A Checklist for Looking at an Older Home
- Was there a building permit? All but the most minor improvements require plan approval and site inspections by the city or county. Often the home owner/renovator will bypass the entire process. Sometimes the work performed without review is pretty good; sometimes it’s terrible.
- If the home is missing some element you feel you must have (upgraded kitchens and baths, etc). Be aware that improvements are very expensive. Budget at least 30-50% more of your time and money to any anticipated improvement. In this market tradesmen are both difficult to find and expensive to hire.
- Look at any additions carefully. If there is an addition at the rear of the property changing the building footprint from a rectangle to an “L” chances are it’s an addition. Many additions were built by homeowners who did not obtain construction permits. Like non-permitted construction in item 1 the results range from pretty good to very bad. Often additions are well built yet poorly integrated with the rest of the house. A common defect is when the addition is built “into the slope”: roof and exterior water is allowed to drain into the crawl space or basement causing moisture and termite damage.
- Has the underfloor area been excavated? In an effort to increase living space many homeowners looked to the crawl space or dugout basement (the small space used for the furnace, water heater, or laundry). Expanding the underfloor area is tricky. The floor framing has to be temporarily supported while excavations are performed. Digging too close to the foundation walls or floor beam columns and posts can undermine their footings. When excavations are complete the floor beam supports have to be replaced with properly sized, placed, and designed columns and posts. The newly excavated basement floor might intersect the seasonal high water table. Correcting the resulting water and moisture problem can be costly and difficult. Again, results are dependent upon the competency of the persons doing the work.
- Is the floor framing adequate? Most older or smaller houses were framed with 2×8” floor joists. As the joists age they tend to dry out and shrink loosing some of their strength. When you bounce on your heels in the middle of the room you will feel a trampoline effect; this is normal given the size and age of the wood. Water or termite damaged wood requiring repair is another matter. Check around wet areas; bathrooms, kitchens, laundry, water heaters, for signs of weakness. Cracks in thickset bathroom floor tile, especially around the tub enclosure, are indications of water damage. Look for cracks at wall openings such as doors and windows. If there is some amount of cracking and uneven floors you’re probably O.K., if it seems you’re never quite “level” chances are the house has significant problems.
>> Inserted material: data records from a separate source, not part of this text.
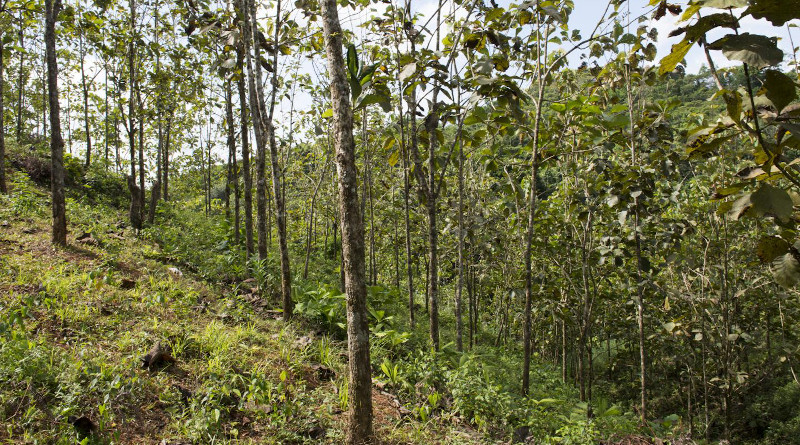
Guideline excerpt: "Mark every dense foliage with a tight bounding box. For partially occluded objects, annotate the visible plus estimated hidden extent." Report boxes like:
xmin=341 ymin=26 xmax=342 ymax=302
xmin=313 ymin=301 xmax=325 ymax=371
xmin=0 ymin=0 xmax=800 ymax=444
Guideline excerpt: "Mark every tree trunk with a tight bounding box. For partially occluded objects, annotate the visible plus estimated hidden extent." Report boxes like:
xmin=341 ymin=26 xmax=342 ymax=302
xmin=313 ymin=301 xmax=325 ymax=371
xmin=239 ymin=0 xmax=267 ymax=261
xmin=161 ymin=112 xmax=170 ymax=202
xmin=303 ymin=159 xmax=328 ymax=280
xmin=16 ymin=11 xmax=25 ymax=144
xmin=236 ymin=40 xmax=255 ymax=260
xmin=128 ymin=0 xmax=143 ymax=230
xmin=456 ymin=93 xmax=464 ymax=352
xmin=243 ymin=0 xmax=270 ymax=261
xmin=266 ymin=0 xmax=294 ymax=321
xmin=225 ymin=80 xmax=239 ymax=246
xmin=44 ymin=0 xmax=67 ymax=246
xmin=78 ymin=25 xmax=92 ymax=168
xmin=0 ymin=35 xmax=5 ymax=193
xmin=320 ymin=0 xmax=373 ymax=438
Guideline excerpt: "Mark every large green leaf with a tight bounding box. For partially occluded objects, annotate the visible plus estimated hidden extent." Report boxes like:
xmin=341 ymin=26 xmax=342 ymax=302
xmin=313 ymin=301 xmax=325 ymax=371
xmin=670 ymin=13 xmax=739 ymax=42
xmin=658 ymin=39 xmax=694 ymax=75
xmin=750 ymin=184 xmax=794 ymax=222
xmin=397 ymin=62 xmax=417 ymax=82
xmin=347 ymin=43 xmax=358 ymax=79
xmin=770 ymin=252 xmax=800 ymax=288
xmin=708 ymin=33 xmax=783 ymax=69
xmin=355 ymin=93 xmax=392 ymax=113
xmin=700 ymin=0 xmax=748 ymax=9
xmin=745 ymin=0 xmax=800 ymax=26
xmin=764 ymin=70 xmax=797 ymax=114
xmin=756 ymin=236 xmax=789 ymax=263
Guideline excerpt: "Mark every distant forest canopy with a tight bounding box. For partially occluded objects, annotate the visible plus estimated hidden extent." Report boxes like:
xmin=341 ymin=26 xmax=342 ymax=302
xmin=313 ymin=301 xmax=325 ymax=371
xmin=0 ymin=0 xmax=800 ymax=443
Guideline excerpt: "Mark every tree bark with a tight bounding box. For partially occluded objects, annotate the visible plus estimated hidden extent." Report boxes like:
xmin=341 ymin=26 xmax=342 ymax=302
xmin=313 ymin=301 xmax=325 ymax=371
xmin=266 ymin=0 xmax=294 ymax=321
xmin=241 ymin=0 xmax=269 ymax=261
xmin=320 ymin=0 xmax=373 ymax=438
xmin=16 ymin=11 xmax=25 ymax=144
xmin=78 ymin=16 xmax=92 ymax=168
xmin=225 ymin=80 xmax=239 ymax=246
xmin=236 ymin=38 xmax=255 ymax=261
xmin=44 ymin=0 xmax=67 ymax=246
xmin=0 ymin=35 xmax=5 ymax=193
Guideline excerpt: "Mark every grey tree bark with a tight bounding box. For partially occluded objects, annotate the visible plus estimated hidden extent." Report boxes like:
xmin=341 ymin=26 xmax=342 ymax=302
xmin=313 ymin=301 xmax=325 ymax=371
xmin=264 ymin=0 xmax=294 ymax=320
xmin=236 ymin=42 xmax=254 ymax=260
xmin=44 ymin=0 xmax=67 ymax=246
xmin=0 ymin=27 xmax=5 ymax=193
xmin=320 ymin=0 xmax=373 ymax=438
xmin=238 ymin=0 xmax=267 ymax=261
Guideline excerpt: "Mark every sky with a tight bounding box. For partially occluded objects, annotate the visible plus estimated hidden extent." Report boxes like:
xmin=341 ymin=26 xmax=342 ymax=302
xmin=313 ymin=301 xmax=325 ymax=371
xmin=57 ymin=0 xmax=800 ymax=166
xmin=404 ymin=0 xmax=800 ymax=73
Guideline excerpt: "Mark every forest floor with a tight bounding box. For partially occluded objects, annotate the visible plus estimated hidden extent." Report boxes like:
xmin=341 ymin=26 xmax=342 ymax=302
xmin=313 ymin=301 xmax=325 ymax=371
xmin=0 ymin=169 xmax=489 ymax=445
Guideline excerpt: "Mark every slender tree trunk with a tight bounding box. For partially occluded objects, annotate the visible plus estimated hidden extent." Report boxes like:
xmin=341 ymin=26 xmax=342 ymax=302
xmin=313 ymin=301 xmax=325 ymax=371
xmin=320 ymin=0 xmax=373 ymax=438
xmin=78 ymin=23 xmax=92 ymax=168
xmin=136 ymin=91 xmax=146 ymax=225
xmin=264 ymin=0 xmax=294 ymax=321
xmin=625 ymin=64 xmax=647 ymax=423
xmin=161 ymin=112 xmax=170 ymax=202
xmin=225 ymin=80 xmax=239 ymax=246
xmin=303 ymin=160 xmax=328 ymax=280
xmin=0 ymin=34 xmax=5 ymax=193
xmin=396 ymin=26 xmax=417 ymax=329
xmin=44 ymin=0 xmax=67 ymax=246
xmin=522 ymin=82 xmax=544 ymax=395
xmin=16 ymin=11 xmax=25 ymax=144
xmin=103 ymin=52 xmax=110 ymax=171
xmin=236 ymin=41 xmax=255 ymax=260
xmin=241 ymin=0 xmax=268 ymax=261
xmin=128 ymin=0 xmax=144 ymax=230
xmin=456 ymin=117 xmax=464 ymax=352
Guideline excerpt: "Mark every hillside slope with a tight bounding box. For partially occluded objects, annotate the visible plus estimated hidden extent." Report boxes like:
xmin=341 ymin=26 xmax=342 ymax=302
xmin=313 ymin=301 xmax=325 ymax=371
xmin=0 ymin=169 xmax=482 ymax=444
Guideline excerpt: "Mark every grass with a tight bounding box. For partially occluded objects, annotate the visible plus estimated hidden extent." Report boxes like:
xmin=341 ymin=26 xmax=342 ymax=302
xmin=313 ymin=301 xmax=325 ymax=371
xmin=0 ymin=168 xmax=488 ymax=444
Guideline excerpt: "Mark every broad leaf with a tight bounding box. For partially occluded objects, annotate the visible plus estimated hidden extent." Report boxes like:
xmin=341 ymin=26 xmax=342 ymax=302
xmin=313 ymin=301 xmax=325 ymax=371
xmin=745 ymin=0 xmax=800 ymax=26
xmin=658 ymin=39 xmax=694 ymax=75
xmin=700 ymin=0 xmax=748 ymax=9
xmin=764 ymin=70 xmax=797 ymax=114
xmin=770 ymin=252 xmax=800 ymax=288
xmin=397 ymin=62 xmax=417 ymax=82
xmin=756 ymin=236 xmax=789 ymax=263
xmin=347 ymin=43 xmax=358 ymax=79
xmin=750 ymin=184 xmax=794 ymax=222
xmin=708 ymin=33 xmax=783 ymax=69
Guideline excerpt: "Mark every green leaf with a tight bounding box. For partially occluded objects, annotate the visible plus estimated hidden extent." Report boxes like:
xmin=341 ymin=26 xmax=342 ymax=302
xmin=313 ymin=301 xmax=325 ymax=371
xmin=701 ymin=0 xmax=747 ymax=9
xmin=347 ymin=43 xmax=358 ymax=79
xmin=750 ymin=184 xmax=794 ymax=222
xmin=670 ymin=13 xmax=739 ymax=42
xmin=756 ymin=236 xmax=789 ymax=263
xmin=389 ymin=150 xmax=400 ymax=167
xmin=355 ymin=93 xmax=392 ymax=113
xmin=708 ymin=33 xmax=783 ymax=69
xmin=764 ymin=70 xmax=797 ymax=114
xmin=658 ymin=39 xmax=694 ymax=75
xmin=770 ymin=252 xmax=800 ymax=288
xmin=397 ymin=62 xmax=417 ymax=82
xmin=745 ymin=0 xmax=800 ymax=26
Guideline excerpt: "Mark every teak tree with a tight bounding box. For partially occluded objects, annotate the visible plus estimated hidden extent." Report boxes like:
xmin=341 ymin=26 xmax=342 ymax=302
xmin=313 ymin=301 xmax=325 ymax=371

- Water, water, water. Poor grading and roof drainage can lead to big problems. Soils should slope away from the house. Is the house the lowest in the area or is it slightly elevated from the surrounding terrain? Are there gutters and are they pitched properly towards the downspouts? Are the downspouts piped away from the house or do they dump right at the foundation wall? Is the crawl space or basement wet? Does the house smell of moisture/mold? Are there moisture stains, mildew, or other signs of persistent moisture at the lower levels of the home? For most homes you will answer yes to some of these questions. When you answer yes to most of them there may be problems.
- Look at the roof. Older roofs were built for light wood shingles. As fire codes changed and asphalt shingles became standard successive layers of heavy shingles caused the rafters to sag at their midpoint. There should be no more than 3 layers of shingles on a roof. Often these layers and the original wood shingles are removed and plywood roof decking is installed. The 2×4 roof rafters typically need to be braced with struts, commonly called knee braces, at their midpoint. Flashing around roof penetrations and at roof wall unions is often poorly installed.
- Chimneys. Typically, chimney flues installed before the mid 1930’s were not lined with fired clay. Over time moisture and combustion gases cause the mortar to decay. Venting furnace and water heater exhaust into the chimney aggravates this deterioration. Health, safety, and structural deficiencies arise. Check the mortar joints in the fireplace for sandy, loose mortar. Peer up the flue to see if there are loose bricks.
- Galvanized or steel water piping. Galvanized piped rusts from the inside causing a loss of water flow. Signs of ageing include: rust particles visible when faucet is used, a drop in water flow when more than one fixture (bathroom/kitchen) is in use, and rust marks at pipe unions. At some point piping will need to be replaced. Usually the horizontal sections are replaced followed by the yard pipe to the street, then the pipe legs to the plumbing fixtures.